Mais il ne faudrait pas non plus vouloir éliminer les croyances car elles servent à parler de la foi et de Dieu, elles constituent les héritages que nous recevons de ceux qui nous ont précédés, elles façonnent les expressions des confessions de foi. Mais elles ne sont pas la foi et la foi nous pousse chacun et ensemble à les discuter, à les critiquer. Ainsi les croyances évoluent, se renforcent, et disparaissent parfois.
Et si l’on veut appeler l’ensemble foi-croyances du nom de foi, et c’est ce que nous faisons la plupart du temps, il importe de veiller quand même à distinguer 

le « croire en », qui serait en quelque sorte le cœur de la foi ou la foi de la foi,
et le « croire que », qui serait la mise en langages et pratiques communes.

La foi qui est aussi reconnaissance du manque de foi suffit à Dieu, comme elle suffit à Jésus le Christ pour qu’il réponde à la prière du père. Le père qui ne se retrouve pas avec une belle et grande foi, mais qui retrouve son enfant. Ce n’est pas une récompense pour son humilité, mais c’est qu’il s’est placé dans une juste relation de foi, car en Jésus le Christ, c’est Dieu qui est venu pour lui.
Au manque de foi reconnu, Dieu ajoute de la grâce, encore.
Et si la foi n’était plus aussi reconnaissance d’un manque de foi, il y aurait de fortes chances qu’elle soit alors devenue une œuvre.
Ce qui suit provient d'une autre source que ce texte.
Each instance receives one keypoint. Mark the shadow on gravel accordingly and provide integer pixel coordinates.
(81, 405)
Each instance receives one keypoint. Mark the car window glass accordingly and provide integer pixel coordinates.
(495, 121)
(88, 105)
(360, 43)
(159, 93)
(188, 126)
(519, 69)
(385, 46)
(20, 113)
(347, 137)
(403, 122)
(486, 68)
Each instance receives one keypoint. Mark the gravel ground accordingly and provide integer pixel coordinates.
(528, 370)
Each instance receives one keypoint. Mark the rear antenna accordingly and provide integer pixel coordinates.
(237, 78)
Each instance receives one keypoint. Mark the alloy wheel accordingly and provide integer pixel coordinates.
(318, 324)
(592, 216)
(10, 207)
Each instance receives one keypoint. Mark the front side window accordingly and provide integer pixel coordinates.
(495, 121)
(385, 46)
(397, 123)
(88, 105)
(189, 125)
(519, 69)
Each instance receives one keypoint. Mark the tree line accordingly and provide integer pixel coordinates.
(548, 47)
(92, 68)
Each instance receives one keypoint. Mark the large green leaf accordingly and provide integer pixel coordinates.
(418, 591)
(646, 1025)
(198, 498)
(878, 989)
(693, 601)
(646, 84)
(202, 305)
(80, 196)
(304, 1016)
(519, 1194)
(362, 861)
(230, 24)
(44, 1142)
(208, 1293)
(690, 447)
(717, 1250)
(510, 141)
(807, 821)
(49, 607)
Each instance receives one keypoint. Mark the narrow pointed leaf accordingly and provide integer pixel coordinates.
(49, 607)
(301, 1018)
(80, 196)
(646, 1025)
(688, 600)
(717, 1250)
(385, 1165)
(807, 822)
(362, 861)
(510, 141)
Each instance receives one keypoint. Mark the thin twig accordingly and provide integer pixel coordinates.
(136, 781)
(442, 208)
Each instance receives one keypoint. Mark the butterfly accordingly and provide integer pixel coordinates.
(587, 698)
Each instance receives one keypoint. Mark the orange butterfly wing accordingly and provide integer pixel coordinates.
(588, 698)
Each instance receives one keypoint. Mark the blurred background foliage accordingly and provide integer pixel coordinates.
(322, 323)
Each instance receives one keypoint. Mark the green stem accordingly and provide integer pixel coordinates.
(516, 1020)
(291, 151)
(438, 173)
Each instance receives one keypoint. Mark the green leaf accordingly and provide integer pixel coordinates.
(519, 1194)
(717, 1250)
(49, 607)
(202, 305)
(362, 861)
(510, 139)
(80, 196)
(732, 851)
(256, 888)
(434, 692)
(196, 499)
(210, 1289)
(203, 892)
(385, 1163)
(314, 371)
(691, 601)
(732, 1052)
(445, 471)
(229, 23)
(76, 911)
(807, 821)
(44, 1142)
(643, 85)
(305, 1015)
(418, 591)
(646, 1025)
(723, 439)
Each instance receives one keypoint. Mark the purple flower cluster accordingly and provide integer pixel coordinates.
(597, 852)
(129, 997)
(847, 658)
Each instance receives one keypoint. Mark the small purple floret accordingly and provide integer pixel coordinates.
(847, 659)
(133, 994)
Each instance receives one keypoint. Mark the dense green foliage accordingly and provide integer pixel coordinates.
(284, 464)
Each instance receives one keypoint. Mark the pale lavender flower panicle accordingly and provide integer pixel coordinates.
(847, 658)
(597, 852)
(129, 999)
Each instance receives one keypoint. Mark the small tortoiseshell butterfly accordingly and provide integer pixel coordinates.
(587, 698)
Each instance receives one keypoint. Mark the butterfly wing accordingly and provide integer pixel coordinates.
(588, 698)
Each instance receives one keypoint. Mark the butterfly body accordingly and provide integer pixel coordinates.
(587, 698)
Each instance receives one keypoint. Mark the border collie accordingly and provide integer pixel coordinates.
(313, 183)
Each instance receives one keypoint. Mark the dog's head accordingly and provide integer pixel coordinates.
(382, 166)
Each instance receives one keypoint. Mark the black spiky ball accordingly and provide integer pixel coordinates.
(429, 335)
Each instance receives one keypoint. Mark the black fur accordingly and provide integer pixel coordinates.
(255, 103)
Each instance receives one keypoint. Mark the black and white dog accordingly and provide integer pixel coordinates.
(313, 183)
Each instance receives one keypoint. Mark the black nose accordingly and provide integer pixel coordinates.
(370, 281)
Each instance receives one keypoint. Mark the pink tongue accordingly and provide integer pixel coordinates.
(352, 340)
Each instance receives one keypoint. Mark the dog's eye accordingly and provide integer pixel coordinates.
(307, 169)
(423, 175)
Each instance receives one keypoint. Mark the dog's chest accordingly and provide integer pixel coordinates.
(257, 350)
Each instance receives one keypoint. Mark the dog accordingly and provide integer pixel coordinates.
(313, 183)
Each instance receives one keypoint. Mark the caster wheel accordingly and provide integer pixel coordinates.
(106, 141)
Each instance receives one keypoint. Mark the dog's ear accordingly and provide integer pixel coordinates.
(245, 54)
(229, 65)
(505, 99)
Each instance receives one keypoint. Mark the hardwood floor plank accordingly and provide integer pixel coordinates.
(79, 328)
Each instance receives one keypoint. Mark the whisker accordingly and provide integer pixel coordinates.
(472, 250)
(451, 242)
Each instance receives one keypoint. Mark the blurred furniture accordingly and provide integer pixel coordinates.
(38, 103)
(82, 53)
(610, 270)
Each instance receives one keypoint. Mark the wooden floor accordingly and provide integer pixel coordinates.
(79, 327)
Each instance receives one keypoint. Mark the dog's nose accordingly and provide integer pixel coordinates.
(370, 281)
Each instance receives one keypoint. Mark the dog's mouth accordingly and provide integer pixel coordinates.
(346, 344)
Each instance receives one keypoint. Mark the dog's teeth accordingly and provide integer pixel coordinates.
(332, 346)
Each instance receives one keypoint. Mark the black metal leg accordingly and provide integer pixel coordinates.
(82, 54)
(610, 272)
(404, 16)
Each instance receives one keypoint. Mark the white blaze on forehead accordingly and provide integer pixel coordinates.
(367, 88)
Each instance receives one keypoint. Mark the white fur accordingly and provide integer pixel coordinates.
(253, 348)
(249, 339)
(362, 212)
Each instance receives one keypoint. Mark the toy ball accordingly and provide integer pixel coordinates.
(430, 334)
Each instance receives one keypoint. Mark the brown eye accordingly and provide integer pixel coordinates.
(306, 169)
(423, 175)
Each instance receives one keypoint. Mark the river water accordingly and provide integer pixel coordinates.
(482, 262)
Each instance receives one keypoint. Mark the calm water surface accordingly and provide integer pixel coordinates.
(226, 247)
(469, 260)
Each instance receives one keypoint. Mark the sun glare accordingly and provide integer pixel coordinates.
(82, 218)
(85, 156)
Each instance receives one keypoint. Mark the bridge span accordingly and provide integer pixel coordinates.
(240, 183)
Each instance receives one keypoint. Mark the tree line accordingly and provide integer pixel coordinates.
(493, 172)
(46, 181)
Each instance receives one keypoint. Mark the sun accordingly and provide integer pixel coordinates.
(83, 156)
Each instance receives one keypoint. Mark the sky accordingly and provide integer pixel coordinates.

Mais lorsqu’elle reste foi et manque de foi, foi qui manque de foi, alors elle garde son caractère de gratuité : nous croyons pour rien, surtout pas pour devenir puissants, forts, purs ou saints.
Et en même temps, la foi qui est manque de foi est celle qui laisse Dieu agir, elle ne peut prétendre faire autrement que laisser Dieu faire, que s’en remettre à Dieu.
Et toujours en même temps, cette foi qui est manque de foi nous rappelle, justement parce qu’elle est aussi un manque, que nous sommes sauvés, déjà. Notre existence n’est pas caractérisée par nos manques ni par notre pouvoir. Si nous ne manquions pas de foi, nous nous condamnerions au plein, au plein de nous-mêmes et nous ne serions pas libres. Le salut, ce qui rend véritablement vivant, ne se trouve pas dans un plus de foi, mais dans la grâce seule, comme lorsque Jésus le Christ prend l’enfant par la main, le réveille, le relève, le rétablit dans sa vie. C’est aussi ce que Dieu fait pour nous.